Step 3: extract and name

Run the extraction. The matched pixels become real points — roughly ~80 in the top-left. (Don’t expect an exact count: blob merges heavily overlapping dots into one point, so a dense cluster can come back a little short of its true N.)

Name this series “Cluster 1 - red” so the export keeps it separated.

Step 4: repeat for the other two clusters

Add a series for blue and one for green, each in Automated mode. Three rounds of color-pick → preview → extract → name, 20-30 seconds each. End: three named series, ~250 points.

Step 5: export

XLSX or CSV with cluster names preserved. Long format with cluster as a column:

cluster,x,y
red,11.27,70.94
red,12.61,62.60
...
blue,42.13,30.45
...
green,72.51,55.67

Answer key

Each cluster came from a 2D normal distribution with known parameters:

Cluster	Mean (x, y)	Std dev (x, y)	N points
Red	(25, 70)	(6, 6)	80
Blue	(55, 35)	(8, 6)	90
Green	(80, 60)	(5, 8)	80

Compute the mean (x, y) of each extracted cluster and compare. Centers should match within ±1 unit on each axis; standard deviations within ±1.

If your cluster centers are off by more than 2 units, tolerance was too loose and you grabbed pixels from neighbors. Re-run with tighter tolerance.

Common mistakes

Tolerance too loose, picking up background. Gridlines and off-white background add thousands of phantom points along gridlines. A regular grid pattern in the preview means tighten.
Bleeding into adjacent clusters. Alpha blending shades color edges. Red tolerance should not pick up blue, even partially. Check the preview before you run the extraction.
Forgetting to re-pick color per series. Each series needs its own color pick in Automated mode. Reusing the last color across series gives you the same cluster more than once.
Expecting an exact point count. Blob detection merges heavily overlapping dots, so a dense cluster can return slightly fewer points than its true N. Judge accuracy by the cluster center and spread, not the raw count.

How this compares to AI

We sent this exact chart to the major vision LLMs in our testing:

ChatGPT (GPT-4o): refused, recommended a specialized tool.
Claude Sonnet 4.6: refused (“too many points for reliable extraction”).
Gemini: a fraction of the points, sparsely sampled. Centers roughly right; std devs wildly off from sparse sampling.

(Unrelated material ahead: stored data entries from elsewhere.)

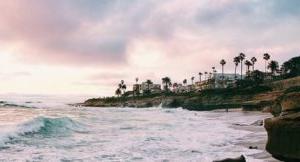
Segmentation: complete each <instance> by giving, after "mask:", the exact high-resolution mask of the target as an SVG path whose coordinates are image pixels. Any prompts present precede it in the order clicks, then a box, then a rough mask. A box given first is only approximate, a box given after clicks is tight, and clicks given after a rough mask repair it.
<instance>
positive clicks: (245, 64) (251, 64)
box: [245, 60, 252, 75]
mask: <svg viewBox="0 0 300 162" xmlns="http://www.w3.org/2000/svg"><path fill="white" fill-rule="evenodd" d="M245 65H246V66H247V72H246V73H247V75H249V73H250V66H252V63H251V62H250V61H249V60H246V61H245Z"/></svg>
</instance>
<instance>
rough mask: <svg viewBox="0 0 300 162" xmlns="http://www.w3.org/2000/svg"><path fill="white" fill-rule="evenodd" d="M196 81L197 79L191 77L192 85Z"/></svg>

The calibrated workflow gives all 250 points with high accuracy in 90 seconds. Different category of result.

Dense scatter is where the comparison stops being “AI is faster but less accurate” and becomes “AI doesn’t do this.” For gene expression, particle physics, financial tick data, or weather time series — color-based auto-extraction is the workflow.